Unifying Concepts and Processes

NSES Framework: Systems, order, and organization • Evidence, models and explanation • Constancy, change, and measurement • Evolution and equilibrium • Form and function
Core Concepts/Processes: Matter exists as a solid, liquid, or gas, depending on temperature and pressure. • Under constant pressure, a volume of air (V) shrinks in direct proportion to temperature (T). Plot T vs. V, then extrapolate the straight line to absolute zero, where all thermal motion stops.

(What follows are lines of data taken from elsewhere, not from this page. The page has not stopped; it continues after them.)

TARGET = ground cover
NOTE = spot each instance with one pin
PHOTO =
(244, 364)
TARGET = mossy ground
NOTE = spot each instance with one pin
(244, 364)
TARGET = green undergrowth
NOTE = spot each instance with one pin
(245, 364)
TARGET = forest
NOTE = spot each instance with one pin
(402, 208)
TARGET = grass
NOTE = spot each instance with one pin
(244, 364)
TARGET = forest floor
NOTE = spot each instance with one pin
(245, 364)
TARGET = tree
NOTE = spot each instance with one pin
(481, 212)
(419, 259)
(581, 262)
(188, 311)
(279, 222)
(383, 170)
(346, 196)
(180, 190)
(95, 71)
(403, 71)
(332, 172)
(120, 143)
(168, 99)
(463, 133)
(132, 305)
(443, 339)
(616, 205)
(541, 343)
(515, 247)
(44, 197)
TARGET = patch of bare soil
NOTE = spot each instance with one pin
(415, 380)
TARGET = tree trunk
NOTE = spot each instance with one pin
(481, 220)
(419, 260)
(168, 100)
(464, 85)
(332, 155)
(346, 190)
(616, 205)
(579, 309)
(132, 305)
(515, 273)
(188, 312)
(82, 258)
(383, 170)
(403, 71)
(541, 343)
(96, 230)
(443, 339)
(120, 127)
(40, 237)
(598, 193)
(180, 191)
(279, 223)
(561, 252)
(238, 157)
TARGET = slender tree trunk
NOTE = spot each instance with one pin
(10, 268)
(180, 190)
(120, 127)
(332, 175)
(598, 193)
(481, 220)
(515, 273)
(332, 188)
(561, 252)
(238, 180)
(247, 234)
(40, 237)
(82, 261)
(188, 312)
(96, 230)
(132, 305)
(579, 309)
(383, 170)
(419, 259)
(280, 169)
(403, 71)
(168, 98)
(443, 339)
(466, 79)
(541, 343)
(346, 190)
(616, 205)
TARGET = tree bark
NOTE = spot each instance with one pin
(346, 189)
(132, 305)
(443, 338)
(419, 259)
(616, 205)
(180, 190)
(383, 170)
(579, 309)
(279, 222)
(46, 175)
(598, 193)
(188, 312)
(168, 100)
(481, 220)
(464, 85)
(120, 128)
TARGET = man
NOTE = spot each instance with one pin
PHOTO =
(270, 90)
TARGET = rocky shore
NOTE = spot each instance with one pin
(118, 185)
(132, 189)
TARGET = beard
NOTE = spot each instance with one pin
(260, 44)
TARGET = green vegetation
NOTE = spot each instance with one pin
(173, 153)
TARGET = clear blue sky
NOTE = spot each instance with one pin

Science as Inquiry (content standard A)

NSES Framework: Identify questions that can be answered through scientific investigations. • Design and conduct a scientific investigation. • Use appropriate tools and techniques to gather, analyze, and interpret data. • Develop descriptions, explanations, predictions, and models using evidence. • Think critically and logically to connect evidence and explanations. • Recognize and analyze alternative explanations and predictions. • Communicate scientific procedures and explanations. • Use mathematics in all aspects of scientific inquiry.
Core Inquiries: Make inferences about atoms and molecules based on indirect evidence.


Physical Science (content standard B)

NSES Framework:Heat • Properties and changes of properties in matter • Motions and forces • Transfer of energy • Interactions of energy and matter
Core Content:States of matter • Thermal motion • Phase changes • Evaporation • Humidity • Bimetal strips • Absolute zero


Science and Technology (content standard E)

NSES Framework: Abilities of technological design • Understanding about science and technology
Core Content: Design a hygrometer and measure humidity. • Invent a bimetal strip. • Build a balance to observe evaporation as it happens.